For most, voting Republican has a certain stigma to it. The Republican Party is often shown in an ultra-conservative light, which stands in sharp juxtaposition with our generation’s fairly liberal views. Conservative wishes for less funding for Planned Parenthood, the overturning of Roe v. Wade, and marriage to be a union between only man and woman seem almost archaic. Former President Ronald Reagan, a Republican himself, once said, “Government’s first duty is to protect the people, not run their lives,” so why is it that the government has such a hard time doing this?
The Democratic Party has had no such luck with upholding this statement either. While this party is in favor of rights such as the aforementioned ones, they are not protecting the people. After all, it’s hard to say that the American population is protected when there is such a large-scale economic crisis and an unemployment rate of 7.8%. Because the Obama administration entered with a large deficit in their hands, defenders of this candidate often say that it took eight years to create the mess, so it must take eight years to clean it up. However, in the four years Obama has had to tackle the issue, he has not made any significant improvement to show that he will use the next four years to at least partially or mostly clear up the economic mess we are in.

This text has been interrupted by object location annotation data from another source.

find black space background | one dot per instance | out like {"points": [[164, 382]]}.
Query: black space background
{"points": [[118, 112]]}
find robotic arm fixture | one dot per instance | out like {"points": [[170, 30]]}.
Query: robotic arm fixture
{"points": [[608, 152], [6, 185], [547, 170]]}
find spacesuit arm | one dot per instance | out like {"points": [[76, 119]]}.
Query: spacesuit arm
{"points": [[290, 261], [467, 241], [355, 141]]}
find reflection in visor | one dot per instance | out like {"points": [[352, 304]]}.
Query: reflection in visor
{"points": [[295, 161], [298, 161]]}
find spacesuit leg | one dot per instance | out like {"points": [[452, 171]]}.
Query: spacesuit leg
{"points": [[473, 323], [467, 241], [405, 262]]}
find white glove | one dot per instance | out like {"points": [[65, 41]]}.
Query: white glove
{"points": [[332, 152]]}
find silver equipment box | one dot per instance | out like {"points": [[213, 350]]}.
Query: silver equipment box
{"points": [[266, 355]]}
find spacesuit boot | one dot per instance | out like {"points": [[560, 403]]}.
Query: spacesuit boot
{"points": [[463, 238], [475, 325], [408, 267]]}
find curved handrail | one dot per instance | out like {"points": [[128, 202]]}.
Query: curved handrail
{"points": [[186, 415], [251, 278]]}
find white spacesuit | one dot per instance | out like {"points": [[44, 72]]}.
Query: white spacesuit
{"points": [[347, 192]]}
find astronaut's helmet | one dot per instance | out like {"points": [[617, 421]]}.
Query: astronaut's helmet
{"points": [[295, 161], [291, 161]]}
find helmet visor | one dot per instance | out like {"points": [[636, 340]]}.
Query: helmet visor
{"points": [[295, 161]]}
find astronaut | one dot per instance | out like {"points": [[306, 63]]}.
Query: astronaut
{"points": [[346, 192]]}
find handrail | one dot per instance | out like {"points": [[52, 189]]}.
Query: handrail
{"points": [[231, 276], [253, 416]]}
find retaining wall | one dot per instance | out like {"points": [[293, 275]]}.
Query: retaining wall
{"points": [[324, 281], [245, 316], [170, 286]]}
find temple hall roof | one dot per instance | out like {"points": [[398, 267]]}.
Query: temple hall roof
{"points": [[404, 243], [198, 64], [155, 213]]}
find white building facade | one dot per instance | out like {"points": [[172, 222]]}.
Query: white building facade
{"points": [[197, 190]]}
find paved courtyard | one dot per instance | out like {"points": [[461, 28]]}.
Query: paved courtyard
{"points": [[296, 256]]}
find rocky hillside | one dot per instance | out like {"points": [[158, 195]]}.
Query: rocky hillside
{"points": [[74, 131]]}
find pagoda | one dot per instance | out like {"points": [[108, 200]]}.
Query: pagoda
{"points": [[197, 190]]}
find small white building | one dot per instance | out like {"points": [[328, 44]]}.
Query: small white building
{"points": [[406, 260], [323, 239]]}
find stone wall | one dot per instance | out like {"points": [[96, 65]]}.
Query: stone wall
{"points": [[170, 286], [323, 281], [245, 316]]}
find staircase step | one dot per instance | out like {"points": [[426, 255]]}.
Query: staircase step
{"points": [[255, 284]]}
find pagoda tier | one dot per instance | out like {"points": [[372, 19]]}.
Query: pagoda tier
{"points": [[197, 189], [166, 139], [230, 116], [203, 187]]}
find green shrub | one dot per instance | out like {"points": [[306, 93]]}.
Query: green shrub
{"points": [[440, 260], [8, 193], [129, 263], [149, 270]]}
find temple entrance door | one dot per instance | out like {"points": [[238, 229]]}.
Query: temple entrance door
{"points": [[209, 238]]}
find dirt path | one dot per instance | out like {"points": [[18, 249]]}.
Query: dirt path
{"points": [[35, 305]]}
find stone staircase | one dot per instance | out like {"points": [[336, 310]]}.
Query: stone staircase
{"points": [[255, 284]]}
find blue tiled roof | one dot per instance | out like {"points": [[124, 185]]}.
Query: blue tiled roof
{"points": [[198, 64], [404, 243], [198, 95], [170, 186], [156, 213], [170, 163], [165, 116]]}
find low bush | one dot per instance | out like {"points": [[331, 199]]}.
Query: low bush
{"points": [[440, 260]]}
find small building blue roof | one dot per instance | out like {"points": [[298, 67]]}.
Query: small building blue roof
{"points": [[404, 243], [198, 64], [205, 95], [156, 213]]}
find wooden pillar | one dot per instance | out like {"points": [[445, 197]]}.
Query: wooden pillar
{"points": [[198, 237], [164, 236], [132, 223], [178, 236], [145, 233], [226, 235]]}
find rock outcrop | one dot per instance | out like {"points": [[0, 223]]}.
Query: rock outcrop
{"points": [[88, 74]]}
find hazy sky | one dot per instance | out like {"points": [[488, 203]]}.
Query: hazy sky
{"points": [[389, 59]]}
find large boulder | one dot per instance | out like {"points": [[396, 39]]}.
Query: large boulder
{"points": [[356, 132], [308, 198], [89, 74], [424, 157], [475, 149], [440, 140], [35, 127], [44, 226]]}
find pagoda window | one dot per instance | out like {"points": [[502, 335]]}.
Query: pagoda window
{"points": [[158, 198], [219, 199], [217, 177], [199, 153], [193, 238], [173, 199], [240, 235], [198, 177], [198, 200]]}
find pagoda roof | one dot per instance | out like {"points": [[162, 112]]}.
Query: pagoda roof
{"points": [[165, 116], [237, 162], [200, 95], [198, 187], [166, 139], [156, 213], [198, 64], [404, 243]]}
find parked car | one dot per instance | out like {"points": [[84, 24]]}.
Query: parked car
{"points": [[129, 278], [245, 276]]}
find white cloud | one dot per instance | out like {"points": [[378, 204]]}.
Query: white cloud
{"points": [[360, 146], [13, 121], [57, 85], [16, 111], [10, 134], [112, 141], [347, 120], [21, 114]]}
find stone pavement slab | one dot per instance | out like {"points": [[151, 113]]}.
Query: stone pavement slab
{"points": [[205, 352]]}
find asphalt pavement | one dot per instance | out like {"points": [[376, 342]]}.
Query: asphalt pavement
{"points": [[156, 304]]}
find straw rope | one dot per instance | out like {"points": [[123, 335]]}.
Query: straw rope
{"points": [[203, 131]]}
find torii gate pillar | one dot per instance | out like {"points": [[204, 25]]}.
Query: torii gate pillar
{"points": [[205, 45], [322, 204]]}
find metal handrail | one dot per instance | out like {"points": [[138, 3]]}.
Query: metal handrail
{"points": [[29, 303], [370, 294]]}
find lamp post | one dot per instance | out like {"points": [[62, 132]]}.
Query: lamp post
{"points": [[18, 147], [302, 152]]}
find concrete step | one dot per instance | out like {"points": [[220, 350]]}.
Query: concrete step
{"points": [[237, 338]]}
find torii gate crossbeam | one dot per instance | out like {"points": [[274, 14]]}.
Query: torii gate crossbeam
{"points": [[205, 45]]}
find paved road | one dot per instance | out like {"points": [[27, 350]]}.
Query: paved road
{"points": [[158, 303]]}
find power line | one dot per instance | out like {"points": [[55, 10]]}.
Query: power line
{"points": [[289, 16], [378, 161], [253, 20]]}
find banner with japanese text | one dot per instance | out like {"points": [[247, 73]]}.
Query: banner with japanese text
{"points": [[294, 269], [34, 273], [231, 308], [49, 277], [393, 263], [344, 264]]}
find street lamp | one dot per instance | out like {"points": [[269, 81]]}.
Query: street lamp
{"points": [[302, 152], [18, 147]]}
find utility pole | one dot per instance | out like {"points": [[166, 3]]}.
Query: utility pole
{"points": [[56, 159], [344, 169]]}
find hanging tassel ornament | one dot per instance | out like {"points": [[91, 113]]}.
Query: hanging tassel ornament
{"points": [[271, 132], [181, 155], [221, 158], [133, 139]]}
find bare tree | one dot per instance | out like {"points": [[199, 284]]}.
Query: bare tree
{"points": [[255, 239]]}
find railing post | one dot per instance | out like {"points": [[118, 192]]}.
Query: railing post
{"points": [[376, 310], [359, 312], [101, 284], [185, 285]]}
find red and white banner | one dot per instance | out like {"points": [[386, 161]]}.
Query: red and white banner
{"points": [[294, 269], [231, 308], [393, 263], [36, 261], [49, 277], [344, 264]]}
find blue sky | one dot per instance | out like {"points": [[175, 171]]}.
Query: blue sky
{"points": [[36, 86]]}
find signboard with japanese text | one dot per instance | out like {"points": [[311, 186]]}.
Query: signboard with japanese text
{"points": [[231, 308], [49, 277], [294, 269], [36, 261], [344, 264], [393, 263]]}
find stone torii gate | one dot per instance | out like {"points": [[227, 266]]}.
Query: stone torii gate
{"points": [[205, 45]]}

Meanwhile, Governor Romney seems to so far have a good grip on the economic situation. Instead of increasing taxes on the rich and cutting taxes for the middle class, by cutting federal spending, a step that was necessary long ago, Romney can reduce some of the current deficit. Also, if taxes are cut for corporations, companies can create more jobs domestically rather than shipping them overseas. In addition, our country is not in need of a larger population on food stamps but rather, more jobs. The welfare system is highly ineffective in its present state, as it is high in cost and low in benefit. Furthermore, this system is often unfairly taken advantage of and encourages laziness, not personal responsibility.

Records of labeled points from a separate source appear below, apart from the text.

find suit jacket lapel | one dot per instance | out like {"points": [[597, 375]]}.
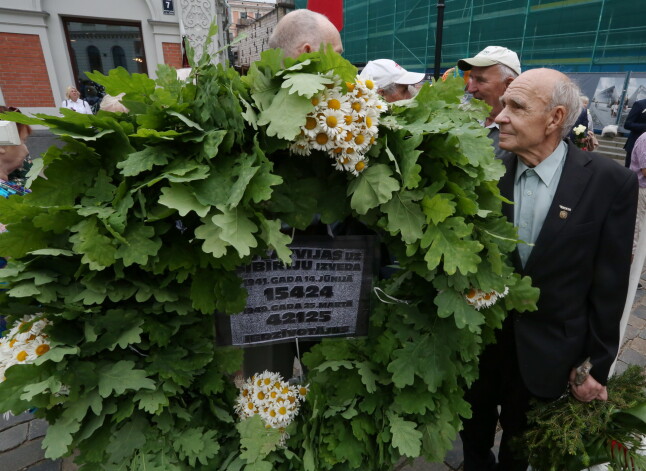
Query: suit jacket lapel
{"points": [[574, 179], [506, 186]]}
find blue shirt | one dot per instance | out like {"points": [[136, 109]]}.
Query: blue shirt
{"points": [[534, 190]]}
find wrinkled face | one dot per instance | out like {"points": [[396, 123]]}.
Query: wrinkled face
{"points": [[525, 117], [401, 92], [486, 84]]}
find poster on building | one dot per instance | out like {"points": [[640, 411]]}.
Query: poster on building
{"points": [[635, 91], [325, 292]]}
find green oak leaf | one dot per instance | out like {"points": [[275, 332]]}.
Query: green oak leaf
{"points": [[237, 229], [183, 199], [405, 217], [306, 85], [120, 376], [285, 125], [374, 186], [406, 437], [448, 242]]}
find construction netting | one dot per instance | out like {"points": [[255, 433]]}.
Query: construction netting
{"points": [[571, 35]]}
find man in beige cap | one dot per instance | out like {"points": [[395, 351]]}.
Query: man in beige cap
{"points": [[303, 31], [492, 70], [392, 80]]}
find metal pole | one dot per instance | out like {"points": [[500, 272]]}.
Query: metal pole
{"points": [[438, 39]]}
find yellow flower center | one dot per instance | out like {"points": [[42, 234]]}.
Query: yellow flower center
{"points": [[321, 138], [310, 123], [334, 104], [42, 349]]}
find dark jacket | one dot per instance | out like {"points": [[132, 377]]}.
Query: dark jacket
{"points": [[581, 263]]}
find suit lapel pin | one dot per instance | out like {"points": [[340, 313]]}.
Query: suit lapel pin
{"points": [[565, 211]]}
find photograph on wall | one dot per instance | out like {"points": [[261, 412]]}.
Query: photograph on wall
{"points": [[635, 91], [606, 101]]}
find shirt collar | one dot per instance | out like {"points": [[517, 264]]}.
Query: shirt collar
{"points": [[547, 168]]}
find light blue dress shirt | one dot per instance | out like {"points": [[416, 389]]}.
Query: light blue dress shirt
{"points": [[534, 190]]}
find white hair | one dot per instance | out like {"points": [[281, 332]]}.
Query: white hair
{"points": [[297, 28], [566, 93]]}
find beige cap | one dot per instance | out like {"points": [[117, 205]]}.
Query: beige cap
{"points": [[492, 55], [385, 71]]}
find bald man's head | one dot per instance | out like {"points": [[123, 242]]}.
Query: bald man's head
{"points": [[304, 31]]}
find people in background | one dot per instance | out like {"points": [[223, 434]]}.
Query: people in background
{"points": [[74, 102], [12, 157], [491, 72], [575, 213], [392, 80], [636, 124]]}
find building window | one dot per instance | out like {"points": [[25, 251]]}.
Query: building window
{"points": [[119, 57], [90, 43], [94, 58]]}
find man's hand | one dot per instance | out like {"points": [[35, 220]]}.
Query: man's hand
{"points": [[588, 391]]}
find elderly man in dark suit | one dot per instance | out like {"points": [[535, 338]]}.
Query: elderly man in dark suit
{"points": [[636, 124], [575, 212]]}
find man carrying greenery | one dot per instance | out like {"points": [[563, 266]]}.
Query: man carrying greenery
{"points": [[491, 72], [302, 31]]}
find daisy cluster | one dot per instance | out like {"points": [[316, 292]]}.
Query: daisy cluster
{"points": [[267, 395], [23, 343], [342, 124], [480, 299]]}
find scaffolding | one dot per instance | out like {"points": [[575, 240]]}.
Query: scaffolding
{"points": [[570, 35]]}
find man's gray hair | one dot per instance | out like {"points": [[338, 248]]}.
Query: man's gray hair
{"points": [[297, 28], [566, 93]]}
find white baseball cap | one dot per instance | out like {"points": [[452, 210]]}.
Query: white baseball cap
{"points": [[384, 72], [492, 55]]}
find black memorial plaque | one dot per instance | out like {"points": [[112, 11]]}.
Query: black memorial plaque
{"points": [[325, 292]]}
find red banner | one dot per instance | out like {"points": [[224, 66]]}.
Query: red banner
{"points": [[333, 9]]}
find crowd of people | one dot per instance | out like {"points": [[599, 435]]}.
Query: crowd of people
{"points": [[575, 212]]}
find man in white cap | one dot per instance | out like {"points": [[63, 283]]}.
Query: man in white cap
{"points": [[492, 70], [391, 79]]}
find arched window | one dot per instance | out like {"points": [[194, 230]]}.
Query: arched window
{"points": [[119, 57], [94, 58]]}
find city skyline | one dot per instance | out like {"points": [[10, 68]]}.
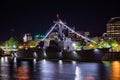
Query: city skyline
{"points": [[18, 18]]}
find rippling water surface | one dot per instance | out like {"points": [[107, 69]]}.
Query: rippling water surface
{"points": [[13, 69]]}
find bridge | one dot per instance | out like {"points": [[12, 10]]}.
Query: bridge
{"points": [[57, 44], [61, 31]]}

While my social values and sense of fiscal responsibility seem to be butting heads this election, it is time to choose. For now, I am willing to forgo my morals and vote with the fiscal concerns in the forefront of my mind. A comforting thought is that like in the past, social policies will take a long time to change and in many cases, can be resolved on a state level.
Obama promised us change a long four years ago but has yet to deliver. Though his message has evolved, perhaps he should stand by his previous one. The change our country needs is Mitt Romney.